Architecture from whole chapter
Art Deco is similar to Art Noveau except it shirks the organic motif for something much more rigid, robotic, and mechanical. Fritz Lang's 1927 Metropolis features tons of Art Deco set designs of larger city-wide architecture of the Art Deco mold. Very popular in cinema and representations of this time period!
Modern Sculpture
Artists attempted to apply their ideas natural elements like wood. Barbara Hepworth, two figures 1936 combines smooth borders with oddly placed holes and incongruency to turn wood into an almost synthetic element.
De Stijl
Dutch post-WWI movement that believed that their style revealed the underlying structure of existence; art was simplistic and used primary colors and horizontal and vertical lines (invented by Piet Mondrian and Theo van Doesburg)
The US 1900 to 1930 Photography
Photography remained very important to American art and culture throughout this period. Edward Weston, Nude 1925 represents a photographic version of the tried and true female nude but does not include the legs or the face and head.

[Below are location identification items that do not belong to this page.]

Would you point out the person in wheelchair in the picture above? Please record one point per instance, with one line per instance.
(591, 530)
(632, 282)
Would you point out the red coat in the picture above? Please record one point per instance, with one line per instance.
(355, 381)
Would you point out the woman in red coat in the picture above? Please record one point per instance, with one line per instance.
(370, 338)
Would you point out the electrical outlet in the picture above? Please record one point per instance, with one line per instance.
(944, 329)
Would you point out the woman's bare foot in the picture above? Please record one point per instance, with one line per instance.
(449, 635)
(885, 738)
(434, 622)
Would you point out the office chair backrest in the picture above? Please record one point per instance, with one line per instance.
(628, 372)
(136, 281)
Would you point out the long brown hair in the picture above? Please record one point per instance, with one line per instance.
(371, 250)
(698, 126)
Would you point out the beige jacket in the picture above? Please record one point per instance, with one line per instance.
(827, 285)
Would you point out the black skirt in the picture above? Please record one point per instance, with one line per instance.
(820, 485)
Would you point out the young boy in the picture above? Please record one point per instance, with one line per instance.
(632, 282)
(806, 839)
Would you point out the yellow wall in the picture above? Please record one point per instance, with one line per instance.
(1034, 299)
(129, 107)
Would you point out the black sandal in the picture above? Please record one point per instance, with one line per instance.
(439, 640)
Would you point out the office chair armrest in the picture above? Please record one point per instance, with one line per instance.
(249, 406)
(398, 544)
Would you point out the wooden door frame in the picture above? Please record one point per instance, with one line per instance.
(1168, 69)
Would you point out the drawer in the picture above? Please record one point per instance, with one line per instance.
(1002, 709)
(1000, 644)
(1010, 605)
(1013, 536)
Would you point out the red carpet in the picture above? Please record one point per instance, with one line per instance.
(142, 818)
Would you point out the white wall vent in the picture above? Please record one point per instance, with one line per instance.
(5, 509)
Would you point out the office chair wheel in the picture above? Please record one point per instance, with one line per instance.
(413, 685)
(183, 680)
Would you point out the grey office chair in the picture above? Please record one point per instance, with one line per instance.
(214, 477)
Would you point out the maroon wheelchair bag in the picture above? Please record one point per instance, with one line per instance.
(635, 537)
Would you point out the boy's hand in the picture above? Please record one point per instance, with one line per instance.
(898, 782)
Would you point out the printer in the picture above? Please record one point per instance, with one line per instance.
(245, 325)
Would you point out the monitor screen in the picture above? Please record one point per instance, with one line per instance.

The US and Mexico 1930 to 1945 including: Painting
Rather focused on realism and situational composition. Edward Hopper's Nighthawks shows the viewer a picture of a resturant or diner from the outside looking in through the windowsIt portrays a seemingly idyllic way of life that felt unsustainable.
Suprematism and Constructivism
Suprematism = abstract style developed in Russia that suggested that supreme reality in the world is pure feeling...attached to no object
The US 1900 to 1930 Painting
The Great Depression became a very powerful subject for painters during this period. But the European movements arrived here with the coming of immigrants from European homelands. Edna Reindel's 1936 The Bull Fight depicts a subject not particularly common to Americans but in a style ubiquitous with American paintings of the period.
" Photography
The image that sticks in the memory is the one of the sad and distraught looking mother in Migrant Mother by Dorthea Lange from 1936. It depicts a mother and her children, but she looks much older than she probably is, brought on by the stress and toll of a life simply finding a way to survive every waking day.